AN investigation into an alleged NSW Government leak of a mining company’s confidential exploration licence information to a rival company in 2017 could not make a finding on possible corruption because of inadequacies in the state’s mining titles database.
A Department of Planning internal investigation identified “potential corruption risks which cannot be ignored” after it could not definitively determine if a leak had occurred because the department’s mining titles database had no auditing capability.
But the director of professional standards who filed the report on December 22, 2017 recommending action “to take place without delay” because of potential corruption risks was sacked five months later when her position was abolished.
The Department of Planning confirmed on Friday it no longer has “specific investigators” within the department “as we outsource these activities to independent external investigators”.
The investigation into the alleged leak was launched after a mining company’s application for special leave to renew a 1993 exploration licence over 10 lots in February, 2017 was rejected, and it was directed to relinquish five of the lots as required under the Mining Act.
The mining company contacted the department after a rival company applied for an exploration licence over the five lots before the information was made public, and after lengthy communications with the department.
“I can confirm that the information ‘leaked’ for the exploration licence applications could have only come from the documentation provided as part of the renewal application, which we understood to be confidential,” the mining company wrote in an email to two department staff.
I can confirm that the information ‘leaked’ for the exploration licence applications could have only come from the documentation provided as part of the renewal application, which we understood to be confidential.- Mining company to Department of Planning in 2017.
The complaint was raised with the professional standards director by the then titles operations manager Rebecca Connor, who was sacked in May within days of the sacking of the professional standards director.
A subsequent investigation included a statement from a mining industry representative for the rival company, who alleged the application for the exact lots after more than two decades with its rival, and during a period when it was negotiating with the department to relinquish them, occurred because the information appeared on the department’s public portal on February 14, 2017.
A department Titles Administration System (TAS) administrator told investigators there had been an “incorrect data entry”, but the system did not hold information about the relinquished mining lots until late May.
“Any potential ‘leaking’ of the dropped lots could not be from people accessing information from TAS,” the administrator said.
A department investigation report found there were “no reasonable grounds to suggest or identify that corrupt or unethical conduct by any person” had taken place, after an investigator was unable to confirm what material was on the titles public portal on February 14, 2017 because of inadequate database audit capabilities.

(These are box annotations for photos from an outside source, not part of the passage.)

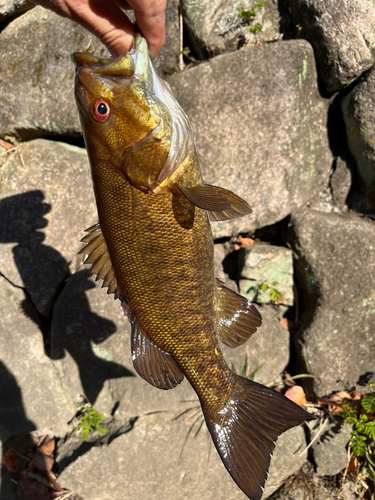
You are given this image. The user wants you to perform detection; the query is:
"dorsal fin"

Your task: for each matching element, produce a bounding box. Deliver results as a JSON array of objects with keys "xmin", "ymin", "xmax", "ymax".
[
  {"xmin": 207, "ymin": 184, "xmax": 252, "ymax": 220},
  {"xmin": 131, "ymin": 318, "xmax": 184, "ymax": 390},
  {"xmin": 78, "ymin": 223, "xmax": 120, "ymax": 299},
  {"xmin": 216, "ymin": 279, "xmax": 262, "ymax": 347}
]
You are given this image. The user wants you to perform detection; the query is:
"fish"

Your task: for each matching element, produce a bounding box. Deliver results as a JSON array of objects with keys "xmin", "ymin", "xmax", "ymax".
[{"xmin": 73, "ymin": 33, "xmax": 311, "ymax": 500}]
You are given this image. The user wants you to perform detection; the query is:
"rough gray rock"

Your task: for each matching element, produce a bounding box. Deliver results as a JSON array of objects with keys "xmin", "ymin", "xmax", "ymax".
[
  {"xmin": 0, "ymin": 139, "xmax": 97, "ymax": 315},
  {"xmin": 0, "ymin": 7, "xmax": 108, "ymax": 139},
  {"xmin": 288, "ymin": 0, "xmax": 375, "ymax": 92},
  {"xmin": 51, "ymin": 270, "xmax": 289, "ymax": 418},
  {"xmin": 182, "ymin": 0, "xmax": 280, "ymax": 59},
  {"xmin": 0, "ymin": 0, "xmax": 35, "ymax": 24},
  {"xmin": 311, "ymin": 418, "xmax": 352, "ymax": 476},
  {"xmin": 342, "ymin": 66, "xmax": 375, "ymax": 214},
  {"xmin": 329, "ymin": 158, "xmax": 352, "ymax": 212},
  {"xmin": 169, "ymin": 41, "xmax": 332, "ymax": 237},
  {"xmin": 58, "ymin": 410, "xmax": 306, "ymax": 500},
  {"xmin": 0, "ymin": 277, "xmax": 75, "ymax": 435},
  {"xmin": 150, "ymin": 0, "xmax": 180, "ymax": 78},
  {"xmin": 292, "ymin": 210, "xmax": 375, "ymax": 396}
]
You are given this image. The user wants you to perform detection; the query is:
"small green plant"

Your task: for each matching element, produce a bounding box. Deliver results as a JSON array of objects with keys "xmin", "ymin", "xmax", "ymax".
[
  {"xmin": 238, "ymin": 2, "xmax": 267, "ymax": 34},
  {"xmin": 74, "ymin": 403, "xmax": 107, "ymax": 441},
  {"xmin": 341, "ymin": 382, "xmax": 375, "ymax": 500},
  {"xmin": 259, "ymin": 281, "xmax": 284, "ymax": 304}
]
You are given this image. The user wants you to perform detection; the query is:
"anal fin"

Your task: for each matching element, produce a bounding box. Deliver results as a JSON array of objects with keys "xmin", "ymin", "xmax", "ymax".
[
  {"xmin": 78, "ymin": 223, "xmax": 120, "ymax": 299},
  {"xmin": 216, "ymin": 279, "xmax": 262, "ymax": 347},
  {"xmin": 131, "ymin": 318, "xmax": 184, "ymax": 390}
]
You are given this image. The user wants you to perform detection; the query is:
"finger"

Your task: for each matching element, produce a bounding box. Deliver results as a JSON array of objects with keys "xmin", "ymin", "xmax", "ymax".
[
  {"xmin": 34, "ymin": 0, "xmax": 134, "ymax": 56},
  {"xmin": 118, "ymin": 0, "xmax": 166, "ymax": 59}
]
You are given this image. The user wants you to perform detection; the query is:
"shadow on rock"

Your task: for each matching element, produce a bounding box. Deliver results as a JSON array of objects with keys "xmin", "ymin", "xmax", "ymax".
[
  {"xmin": 0, "ymin": 190, "xmax": 68, "ymax": 319},
  {"xmin": 51, "ymin": 270, "xmax": 134, "ymax": 405},
  {"xmin": 0, "ymin": 361, "xmax": 36, "ymax": 500}
]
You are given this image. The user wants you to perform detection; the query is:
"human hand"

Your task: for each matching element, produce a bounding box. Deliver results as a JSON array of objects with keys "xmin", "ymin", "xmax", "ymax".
[{"xmin": 32, "ymin": 0, "xmax": 166, "ymax": 59}]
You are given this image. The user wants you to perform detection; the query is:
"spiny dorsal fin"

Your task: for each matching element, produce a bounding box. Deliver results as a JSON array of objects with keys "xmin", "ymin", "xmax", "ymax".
[
  {"xmin": 208, "ymin": 186, "xmax": 252, "ymax": 221},
  {"xmin": 131, "ymin": 318, "xmax": 184, "ymax": 390},
  {"xmin": 78, "ymin": 223, "xmax": 120, "ymax": 299},
  {"xmin": 177, "ymin": 186, "xmax": 230, "ymax": 212},
  {"xmin": 216, "ymin": 279, "xmax": 262, "ymax": 347}
]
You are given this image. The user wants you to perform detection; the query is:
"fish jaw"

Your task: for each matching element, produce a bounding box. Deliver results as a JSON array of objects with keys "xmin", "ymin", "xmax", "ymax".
[{"xmin": 73, "ymin": 35, "xmax": 171, "ymax": 191}]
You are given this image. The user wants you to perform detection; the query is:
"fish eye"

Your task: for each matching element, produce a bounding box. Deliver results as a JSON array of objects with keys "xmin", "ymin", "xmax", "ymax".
[{"xmin": 92, "ymin": 99, "xmax": 111, "ymax": 122}]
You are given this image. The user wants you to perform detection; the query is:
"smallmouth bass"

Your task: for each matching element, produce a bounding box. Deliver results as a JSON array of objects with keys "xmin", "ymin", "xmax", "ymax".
[{"xmin": 74, "ymin": 34, "xmax": 311, "ymax": 500}]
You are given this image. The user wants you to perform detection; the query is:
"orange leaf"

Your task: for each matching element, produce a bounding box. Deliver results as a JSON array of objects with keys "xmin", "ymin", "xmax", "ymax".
[
  {"xmin": 285, "ymin": 385, "xmax": 307, "ymax": 406},
  {"xmin": 1, "ymin": 448, "xmax": 20, "ymax": 472},
  {"xmin": 0, "ymin": 139, "xmax": 14, "ymax": 151}
]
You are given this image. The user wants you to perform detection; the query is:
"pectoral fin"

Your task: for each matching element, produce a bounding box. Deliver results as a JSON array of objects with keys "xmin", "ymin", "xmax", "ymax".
[
  {"xmin": 131, "ymin": 319, "xmax": 184, "ymax": 390},
  {"xmin": 177, "ymin": 184, "xmax": 252, "ymax": 221},
  {"xmin": 216, "ymin": 279, "xmax": 262, "ymax": 347},
  {"xmin": 208, "ymin": 186, "xmax": 252, "ymax": 221},
  {"xmin": 178, "ymin": 186, "xmax": 231, "ymax": 212},
  {"xmin": 78, "ymin": 223, "xmax": 120, "ymax": 299}
]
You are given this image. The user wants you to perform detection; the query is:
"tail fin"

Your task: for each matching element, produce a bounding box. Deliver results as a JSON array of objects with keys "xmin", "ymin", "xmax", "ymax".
[{"xmin": 202, "ymin": 377, "xmax": 314, "ymax": 500}]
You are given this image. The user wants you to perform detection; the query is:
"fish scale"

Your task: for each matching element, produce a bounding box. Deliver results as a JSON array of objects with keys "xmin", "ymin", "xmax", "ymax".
[{"xmin": 74, "ymin": 34, "xmax": 312, "ymax": 500}]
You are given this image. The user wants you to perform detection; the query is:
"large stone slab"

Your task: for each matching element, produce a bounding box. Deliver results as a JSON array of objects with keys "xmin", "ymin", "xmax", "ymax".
[
  {"xmin": 169, "ymin": 41, "xmax": 332, "ymax": 237},
  {"xmin": 0, "ymin": 139, "xmax": 97, "ymax": 315},
  {"xmin": 0, "ymin": 277, "xmax": 75, "ymax": 435},
  {"xmin": 51, "ymin": 270, "xmax": 289, "ymax": 419},
  {"xmin": 0, "ymin": 0, "xmax": 35, "ymax": 24},
  {"xmin": 342, "ymin": 66, "xmax": 375, "ymax": 214},
  {"xmin": 58, "ymin": 412, "xmax": 306, "ymax": 500},
  {"xmin": 311, "ymin": 417, "xmax": 352, "ymax": 476},
  {"xmin": 293, "ymin": 210, "xmax": 375, "ymax": 396},
  {"xmin": 288, "ymin": 0, "xmax": 375, "ymax": 92},
  {"xmin": 181, "ymin": 0, "xmax": 280, "ymax": 59}
]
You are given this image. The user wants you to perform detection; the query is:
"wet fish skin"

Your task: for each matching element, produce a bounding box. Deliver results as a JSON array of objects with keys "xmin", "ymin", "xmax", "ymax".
[{"xmin": 74, "ymin": 35, "xmax": 310, "ymax": 500}]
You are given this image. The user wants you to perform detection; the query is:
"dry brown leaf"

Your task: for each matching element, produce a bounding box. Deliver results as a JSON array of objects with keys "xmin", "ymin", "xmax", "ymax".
[
  {"xmin": 233, "ymin": 236, "xmax": 254, "ymax": 250},
  {"xmin": 1, "ymin": 448, "xmax": 20, "ymax": 472},
  {"xmin": 285, "ymin": 385, "xmax": 307, "ymax": 406},
  {"xmin": 0, "ymin": 139, "xmax": 14, "ymax": 151}
]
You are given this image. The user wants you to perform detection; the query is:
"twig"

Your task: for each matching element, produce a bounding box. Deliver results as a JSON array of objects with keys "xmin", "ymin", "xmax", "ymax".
[
  {"xmin": 178, "ymin": 2, "xmax": 184, "ymax": 71},
  {"xmin": 299, "ymin": 417, "xmax": 329, "ymax": 457}
]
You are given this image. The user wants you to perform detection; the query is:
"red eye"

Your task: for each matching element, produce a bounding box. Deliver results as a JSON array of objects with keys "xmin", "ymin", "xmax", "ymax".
[{"xmin": 92, "ymin": 99, "xmax": 111, "ymax": 122}]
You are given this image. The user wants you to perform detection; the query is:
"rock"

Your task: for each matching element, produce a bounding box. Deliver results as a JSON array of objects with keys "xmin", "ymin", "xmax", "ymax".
[
  {"xmin": 262, "ymin": 426, "xmax": 307, "ymax": 499},
  {"xmin": 169, "ymin": 41, "xmax": 332, "ymax": 238},
  {"xmin": 58, "ymin": 410, "xmax": 305, "ymax": 500},
  {"xmin": 288, "ymin": 0, "xmax": 375, "ymax": 92},
  {"xmin": 154, "ymin": 0, "xmax": 180, "ymax": 78},
  {"xmin": 342, "ymin": 70, "xmax": 375, "ymax": 214},
  {"xmin": 0, "ymin": 277, "xmax": 74, "ymax": 435},
  {"xmin": 182, "ymin": 0, "xmax": 280, "ymax": 59},
  {"xmin": 0, "ymin": 7, "xmax": 108, "ymax": 139},
  {"xmin": 330, "ymin": 157, "xmax": 352, "ymax": 212},
  {"xmin": 0, "ymin": 0, "xmax": 35, "ymax": 24},
  {"xmin": 0, "ymin": 139, "xmax": 97, "ymax": 315},
  {"xmin": 51, "ymin": 270, "xmax": 289, "ymax": 419},
  {"xmin": 292, "ymin": 210, "xmax": 375, "ymax": 397},
  {"xmin": 311, "ymin": 418, "xmax": 352, "ymax": 476},
  {"xmin": 122, "ymin": 0, "xmax": 180, "ymax": 78},
  {"xmin": 238, "ymin": 243, "xmax": 294, "ymax": 306}
]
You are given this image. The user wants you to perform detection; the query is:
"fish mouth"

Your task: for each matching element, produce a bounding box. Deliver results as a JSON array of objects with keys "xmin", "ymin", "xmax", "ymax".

In a quality review of the investigation by two senior department executives, including the professional standards director, serious concerns were raised about potential corruption risks within the system.
The department’s division of resources and geoscience responsible for titles was “unable to confirm with sufficient weight what data was actually recorded and published on February 14, 2017”, the quality review found. The professional standards director said investigators were faced with two versions of the facts, and the rival company’s version could not be challenged because of the database issues.
“I note, however, that the investigation has identified potential corruption risks which cannot be ignored. An absence of sufficient audit capability within the systems which house titles information means confidential and highly commercially valuable information may be compromised,” the professional standards director found.
I note, however, that the investigation has identified potential corruption risks which cannot be ignored. An absence of sufficient audit capability within the systems which house titles information means confidential and highly commercially valuable information may be compromised.- Department of Planning professional standards director.
She recommended an urgent review and implementation of an “adequate audit trail” so that “changes to systems data are documented”.
In a 2016 document seen by the Newcastle Herald a department employee warned the newly-appointed titles operations manager Rebecca Connor about concerns relating to the database system, access to it, and mining industry representatives who were “knowledgeable and know our weak points”.
Ms Connor was sacked two years later after repeatedly raising corruption risks and allegations.
In a statement on Friday the department said the lack of audit trail in the MinView public portal was identified as a “primary risk”.
Problems with the database were being addressed by a “$10 million investment in the titles administration system that sees outdated systems upgraded with new database systems”, the department said.
“An audit trail is built into the workflow, every user will possess a unique verified log in and transactions will be time and date stamped with the nature of the action recorded and any access of records by any officer tracked.”
Lock the Gate, the NSW Opposition and others have called for a judicial inquiry into the department’s mining administration.